Est-ce qu’il leur a fait un cours de catéchisme sur la Bible … ? Je ne pense pas …
Je pense qu’il leur a parlé de Jonas … Du Jonas confiné 3 jours dans le ventre d’un gros poisson …
Car dit Jésus : « Il n’y a pas d’autre signe que celui de Jonas … »
Eh bien, qu’est-ce que le signe de Jonas ? C’est qu’il a été repêché, c’est que Dieu lui a pardonné et c’est que lui Jonas, qui a été pardonné d’avoir désobéi à Dieu, a annoncé à Ninive qu’elle pouvait être pardonnée …
Il n’y a pas d’autre signe que celui de Jonas signifie : « Il n’y a pas d’autre signe que celui de la miséricorde … », pas d’autre signe que la croix …
De quoi Jésus a-t-il parlé à ces disciples d’Emmaüs : de l’amour fou de Dieu, de sa miséricorde …
Et toute l’Ecriture dit cela, annonce cela …
Voilà ce que dit Jésus à ces disciples qui se découragent, sans espérance, qui descendent vers Emmaüs, qui descendent au fond de leur cœur. Il leur parle de miséricorde. Et il n’y a rien d’autre dire ; Et c’est ce que nous aussi avons à dire …
Et c’est cela qui rend les cœurs brûlants …
Alors ils lui disent : Reste avec nous car le soir approche ; peut-être que vous entendez cela pieusement, comme une prière : Reste avec nous Seigneur ; nous voulons te garder avec nous
Mais le texte ne dit pas cela : Reste avec nous car il se fait tard pour toi …
Ils prennent soin de Jésus … C’est très beau : la miséricorde de Dieu va jusqu’à donner à l’homme de prendre soin de Dieu … Reste avec nous il se fait tard …
Bien sûr, parce que leur cœur brûle ils veulent aussi garder Jésus ; mais ils le font pour lui …
La joie du pauvre est de pouvoir donner … Dieu le lui permet …
Et voilà qu’il disparaît ! Pourquoi ? C’est la 3° question …

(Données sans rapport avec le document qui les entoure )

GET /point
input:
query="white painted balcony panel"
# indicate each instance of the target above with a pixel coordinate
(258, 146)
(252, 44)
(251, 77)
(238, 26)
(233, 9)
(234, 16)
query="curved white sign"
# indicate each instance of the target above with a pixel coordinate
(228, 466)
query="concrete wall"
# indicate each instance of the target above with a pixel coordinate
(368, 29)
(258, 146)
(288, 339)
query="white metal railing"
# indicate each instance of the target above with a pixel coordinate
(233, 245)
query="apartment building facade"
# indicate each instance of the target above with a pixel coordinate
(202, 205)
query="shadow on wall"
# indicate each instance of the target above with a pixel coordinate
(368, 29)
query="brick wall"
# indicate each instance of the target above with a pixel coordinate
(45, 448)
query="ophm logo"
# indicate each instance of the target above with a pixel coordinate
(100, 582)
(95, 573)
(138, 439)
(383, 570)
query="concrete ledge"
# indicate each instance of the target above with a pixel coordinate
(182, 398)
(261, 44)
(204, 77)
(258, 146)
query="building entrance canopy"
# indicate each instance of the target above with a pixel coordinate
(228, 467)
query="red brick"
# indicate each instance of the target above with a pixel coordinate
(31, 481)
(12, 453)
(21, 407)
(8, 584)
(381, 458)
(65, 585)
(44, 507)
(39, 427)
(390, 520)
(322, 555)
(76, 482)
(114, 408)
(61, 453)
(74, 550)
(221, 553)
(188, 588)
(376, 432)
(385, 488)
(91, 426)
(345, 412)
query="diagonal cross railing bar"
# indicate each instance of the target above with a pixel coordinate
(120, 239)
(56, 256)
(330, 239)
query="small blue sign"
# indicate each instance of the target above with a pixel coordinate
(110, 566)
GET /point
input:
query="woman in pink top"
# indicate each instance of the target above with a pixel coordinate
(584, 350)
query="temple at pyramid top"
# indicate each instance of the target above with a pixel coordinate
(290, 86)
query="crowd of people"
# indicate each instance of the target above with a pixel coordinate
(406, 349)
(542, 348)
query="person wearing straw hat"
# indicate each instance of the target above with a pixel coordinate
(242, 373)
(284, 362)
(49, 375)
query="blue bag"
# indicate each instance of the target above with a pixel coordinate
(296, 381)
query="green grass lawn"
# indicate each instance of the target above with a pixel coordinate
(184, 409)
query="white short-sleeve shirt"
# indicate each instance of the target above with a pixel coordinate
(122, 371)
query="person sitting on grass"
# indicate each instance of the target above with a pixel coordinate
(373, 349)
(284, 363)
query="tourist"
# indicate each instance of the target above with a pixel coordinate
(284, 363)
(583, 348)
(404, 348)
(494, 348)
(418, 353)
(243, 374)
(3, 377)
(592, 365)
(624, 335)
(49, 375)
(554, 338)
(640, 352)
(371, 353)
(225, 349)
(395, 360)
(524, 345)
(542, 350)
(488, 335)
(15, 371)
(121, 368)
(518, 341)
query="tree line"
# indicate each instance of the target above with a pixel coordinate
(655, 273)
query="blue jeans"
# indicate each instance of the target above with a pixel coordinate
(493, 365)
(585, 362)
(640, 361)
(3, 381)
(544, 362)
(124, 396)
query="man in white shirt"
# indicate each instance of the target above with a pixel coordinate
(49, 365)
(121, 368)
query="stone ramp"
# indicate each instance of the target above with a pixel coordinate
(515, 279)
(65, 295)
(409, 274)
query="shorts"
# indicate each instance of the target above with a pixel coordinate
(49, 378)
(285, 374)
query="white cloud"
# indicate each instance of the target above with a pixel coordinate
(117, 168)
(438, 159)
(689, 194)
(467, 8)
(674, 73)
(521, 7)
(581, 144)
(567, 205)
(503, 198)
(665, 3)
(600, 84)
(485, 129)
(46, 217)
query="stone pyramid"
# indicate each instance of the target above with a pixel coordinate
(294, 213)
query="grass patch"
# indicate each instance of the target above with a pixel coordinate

Vous me répondrez qu’il ne s’en va pas puisqu’il reste avec eux dans le sacrement de l’Eucharistie, dans ce pain qui est son Corps, qu’il a béni et rompu nous dit l’Evangile … Oui, bien sûr ! Le sacrement de l’Eucharistie nous donne sa présence réelle …
Et je ne peux que vous inviter à dire vous aussi : « Reste avec nous Seigneur : je désire te recevoir dans l’Eucharistie, hâte ce jour où je pourrais communier ; mais surtout prépare mon cœur pour que toujours je te reçoive comme un grand, un immense cadeau … »
Mais il y a plus encore : ils reconnaissent Jésus dit l’Evangile : c’est-à-dire leur mémoire se souvient ; ils se rappellent ; c’est le même Jésus ; non seulement c’est la présence réelle de Jésus mais tout devient clair : c’est le même Jésus, celui défiguré par la Passion, celui mis en croix, celui qui se fait le Voyageur, leur compagnon de route qui les écoute, celui qui leur parle de miséricorde, celui qui leur donne sa miséricorde …
Alors leurs yeux s’ouvrirent et ils le reconnurent …
Vous vous rappelez qu’au début de ces quelques lignes je vous parlais de Dieu qui se promenait dans le jardin ; or Adam et Eve se cachaient ; pourquoi : parce qu’ils avaient honte car ils étaient nus ; ; ils ne voulaient pas voir leur nudité ; ici, à Emmaüs, il nous est dit : leurs yeux s’ouvrirent et ils le reconnurent … Cléophas et son ami, à l’opposé d’Adam et Eve n’ont plus honte …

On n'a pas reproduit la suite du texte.